Наказывали меня преимущественно домашним арестом. По отцовскому приговору я целый день или целую неделю сидел в своей комнате, выходить из которой разрешалось только на обед или в школу. Каждый раз я надеялся, что, наказанного, меня не возьмут на воскресную прогулку. Как соблазнительна была возможность остаться дома одному! Можно поваляться в кровати, не боясь, что кто-нибудь неожиданно войдет в комнату и застанет тебя врасплох. Можно почитать или затеять громкие разговоры с самим собой. Можно побродить по комнатам, посидеть в родительской спальне перед зеркалом или порыться в шкафах отцовского кабинета и в письменном столе. Но отец всегда приказывал идти с ними. Надежда побыть одному лопалась, и на меня липкой патокой выплескивался новый воскресный день.
Встречая господина Голя в замке, я всегда боялся, что он заговорит о моих родителях или наших воскресных встречах. Я бы не вынес ни слова, напоминающего о моем воскресном позорище. Но Голь ни разу не обмолвился о наших встречах в курпарке. Он вообще отличался неразговорчивостью. Это был старый человек с нежными руками, желтыми от никотина пальцами, с клочковатой порослью на бледных щеках. Он каждое утро приходил в город и медленно, задумчиво поднимался по серпантину к замку. Вечером, после работы, сделав покупки, Голь возвращался с полной сумкой домой.
Я все еще торчал с Паулем за садовой оградой, уставившись на освещенные окна. Тени леса неотвратимо надвигались на нас, легкие и тихие по сравнению с кричаще-красными облаками, предвещающими скорое наступление ночи. Мое лицо горело. Мне было стыдно подсматривать за стариком. Вспомнилось, как он молча стоял перед белыми стенами залов и осторожно, но уверенно водил кисточкой по штукатурке. Однажды, когда мы, не обменявшись ни единым словом, проработали рядом часа два, он повернулся ко мне и с улыбкой сказал:
— Я жутко устал, мой мальчик. Боюсь, смерть меня просто позабыла.

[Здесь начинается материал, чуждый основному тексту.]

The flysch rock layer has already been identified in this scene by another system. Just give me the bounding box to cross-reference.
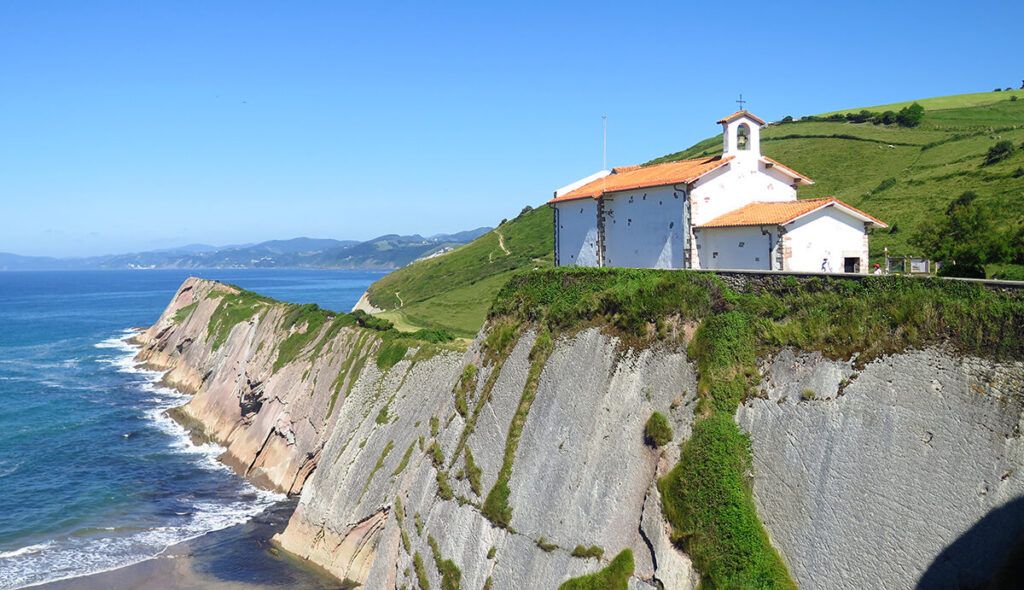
[138,279,1024,590]
[278,330,698,590]
[736,349,1024,589]
[137,279,698,590]
[136,279,387,494]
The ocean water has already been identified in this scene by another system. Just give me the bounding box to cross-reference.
[0,269,384,589]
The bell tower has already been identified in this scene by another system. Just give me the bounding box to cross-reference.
[718,111,765,158]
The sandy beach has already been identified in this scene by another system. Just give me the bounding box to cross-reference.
[30,499,353,590]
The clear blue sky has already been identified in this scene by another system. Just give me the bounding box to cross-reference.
[0,0,1024,256]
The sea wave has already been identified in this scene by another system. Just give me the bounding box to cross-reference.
[0,331,286,590]
[0,543,53,559]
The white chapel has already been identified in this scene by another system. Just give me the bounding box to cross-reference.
[548,111,887,272]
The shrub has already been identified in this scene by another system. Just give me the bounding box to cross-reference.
[643,412,672,449]
[982,139,1016,166]
[377,340,409,371]
[572,545,604,561]
[896,102,925,127]
[658,412,796,590]
[558,549,633,590]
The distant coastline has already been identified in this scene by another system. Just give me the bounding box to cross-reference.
[0,227,490,270]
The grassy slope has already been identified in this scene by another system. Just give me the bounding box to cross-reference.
[823,90,1024,115]
[368,207,554,337]
[369,90,1024,337]
[652,91,1024,256]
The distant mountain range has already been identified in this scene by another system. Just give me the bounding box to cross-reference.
[0,227,490,270]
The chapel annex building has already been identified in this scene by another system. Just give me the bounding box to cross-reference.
[548,111,887,272]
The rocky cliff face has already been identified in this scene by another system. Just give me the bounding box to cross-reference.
[140,280,1024,589]
[137,279,387,494]
[737,349,1024,589]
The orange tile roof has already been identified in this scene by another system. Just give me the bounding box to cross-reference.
[716,110,765,125]
[548,156,733,203]
[698,197,888,228]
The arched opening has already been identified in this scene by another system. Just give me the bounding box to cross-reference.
[736,123,751,150]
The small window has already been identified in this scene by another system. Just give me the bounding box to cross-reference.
[736,123,751,150]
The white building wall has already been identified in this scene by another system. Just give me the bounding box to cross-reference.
[604,186,688,268]
[689,163,797,268]
[690,162,797,225]
[722,117,761,156]
[782,207,867,272]
[695,226,777,270]
[555,199,598,266]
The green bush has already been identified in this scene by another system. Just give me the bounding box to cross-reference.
[643,412,672,449]
[982,139,1016,166]
[572,545,604,561]
[658,412,796,590]
[558,549,633,590]
[377,339,409,371]
[896,102,925,127]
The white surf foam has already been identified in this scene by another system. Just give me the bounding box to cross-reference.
[0,542,53,559]
[0,330,287,590]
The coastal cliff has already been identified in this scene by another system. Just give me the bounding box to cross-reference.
[139,271,1024,589]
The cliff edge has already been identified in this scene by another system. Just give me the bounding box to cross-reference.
[139,270,1024,589]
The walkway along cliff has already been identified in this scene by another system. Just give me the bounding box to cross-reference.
[138,269,1024,590]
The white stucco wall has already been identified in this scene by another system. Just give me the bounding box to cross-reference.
[690,158,797,225]
[722,117,761,156]
[782,207,867,272]
[555,199,598,266]
[604,186,688,268]
[695,226,778,270]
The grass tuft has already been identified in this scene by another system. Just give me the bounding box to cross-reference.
[644,412,672,449]
[558,549,633,590]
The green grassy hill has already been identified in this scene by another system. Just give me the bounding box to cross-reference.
[367,207,554,338]
[648,90,1024,257]
[369,90,1024,337]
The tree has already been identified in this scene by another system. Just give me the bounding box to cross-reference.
[909,191,1001,279]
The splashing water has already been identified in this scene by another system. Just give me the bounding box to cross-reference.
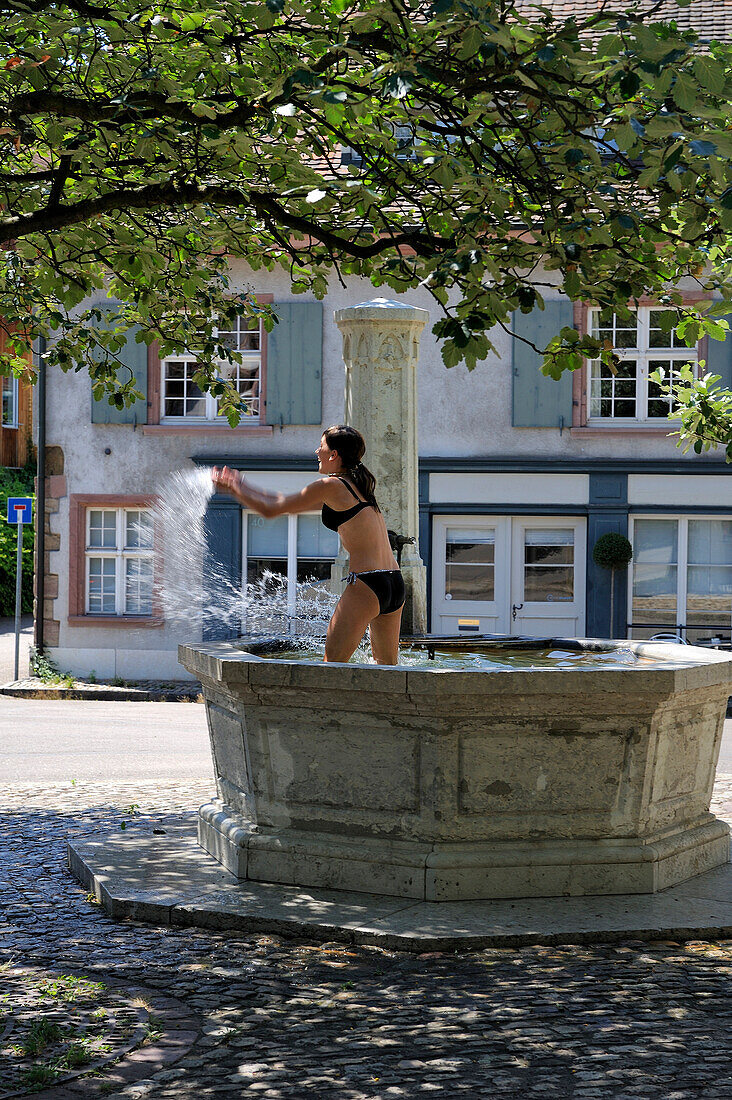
[153,468,338,649]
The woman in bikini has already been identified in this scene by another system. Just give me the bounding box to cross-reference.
[211,425,405,664]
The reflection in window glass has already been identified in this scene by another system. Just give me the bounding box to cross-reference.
[445,527,495,603]
[89,508,117,549]
[588,306,697,421]
[87,558,117,615]
[86,508,154,615]
[524,528,575,604]
[633,519,678,627]
[0,375,18,428]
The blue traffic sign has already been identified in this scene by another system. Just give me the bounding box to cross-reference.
[8,496,33,524]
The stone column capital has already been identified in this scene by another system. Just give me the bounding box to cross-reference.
[334,298,429,331]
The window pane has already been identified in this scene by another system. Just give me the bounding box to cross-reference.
[633,562,678,626]
[445,562,495,603]
[247,516,287,561]
[633,519,678,563]
[88,558,117,615]
[297,515,338,558]
[89,508,117,550]
[445,527,495,603]
[218,314,261,351]
[592,310,638,349]
[686,519,732,638]
[524,565,575,604]
[163,360,206,419]
[590,359,637,418]
[648,309,682,348]
[124,558,153,615]
[124,509,153,550]
[689,519,732,565]
[297,558,331,587]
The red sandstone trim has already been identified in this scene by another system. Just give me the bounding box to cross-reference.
[143,294,274,426]
[572,290,710,436]
[141,424,274,436]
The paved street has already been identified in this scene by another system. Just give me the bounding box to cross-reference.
[0,699,732,1100]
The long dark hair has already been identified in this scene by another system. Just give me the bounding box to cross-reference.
[323,424,380,512]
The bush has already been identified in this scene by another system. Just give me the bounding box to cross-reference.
[0,465,35,616]
[592,531,633,569]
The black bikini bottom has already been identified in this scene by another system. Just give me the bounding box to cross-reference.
[346,569,406,615]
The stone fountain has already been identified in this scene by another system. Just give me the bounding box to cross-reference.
[179,299,732,901]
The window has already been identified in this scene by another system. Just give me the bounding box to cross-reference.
[630,517,732,642]
[2,374,18,428]
[340,125,417,167]
[85,508,154,616]
[161,316,262,424]
[588,306,697,424]
[243,513,338,633]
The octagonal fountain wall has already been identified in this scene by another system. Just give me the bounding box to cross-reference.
[179,641,732,901]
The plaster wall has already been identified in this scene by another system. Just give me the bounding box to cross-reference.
[42,262,715,677]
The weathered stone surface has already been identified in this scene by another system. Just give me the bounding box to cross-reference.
[182,642,732,901]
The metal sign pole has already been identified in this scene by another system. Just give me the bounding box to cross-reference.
[13,508,23,680]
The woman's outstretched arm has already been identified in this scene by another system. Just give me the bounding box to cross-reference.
[211,466,330,519]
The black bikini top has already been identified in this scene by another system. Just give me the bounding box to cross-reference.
[320,474,373,531]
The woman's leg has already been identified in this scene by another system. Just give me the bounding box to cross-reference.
[369,607,404,664]
[325,580,379,661]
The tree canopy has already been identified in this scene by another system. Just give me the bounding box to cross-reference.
[0,0,732,457]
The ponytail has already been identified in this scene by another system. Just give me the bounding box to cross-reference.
[323,424,381,512]
[346,462,380,512]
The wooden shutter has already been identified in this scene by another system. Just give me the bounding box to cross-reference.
[706,317,732,389]
[264,301,323,425]
[91,300,148,425]
[203,502,241,641]
[512,298,575,428]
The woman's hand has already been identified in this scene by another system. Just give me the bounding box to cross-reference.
[211,466,244,497]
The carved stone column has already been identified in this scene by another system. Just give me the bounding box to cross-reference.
[334,298,429,634]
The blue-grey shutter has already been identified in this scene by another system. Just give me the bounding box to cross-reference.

Дернув Пауля за рукав, я шепнул, что мне пора домой. А об этих словах старого Голя я Паулю так никогда и не сказал.
Вошла Кристина и положила мне на стол историю болезни.
— Знаете, доктор, кто к вам пожаловал?
— Кто же?
— Новый бургомистр. Он ждет в приемной.
— Ничего, пусть подождет. Садитесь, Кристина, вы мне нужны.
Кристина села, и я принялся диктовать ей по своим черновым заметкам ежедневно накапливающиеся дополнения к историям болезней по тем случаям, которые меня интересуют особо. Даже при педантичном ведении дел подобная дотошность является излишней. В этих подробностях, собственно, не было необходимости для анамнеза. Но я использовал их не столько при лечении, сколько для пополнения, так сказать, моей личной коллекции.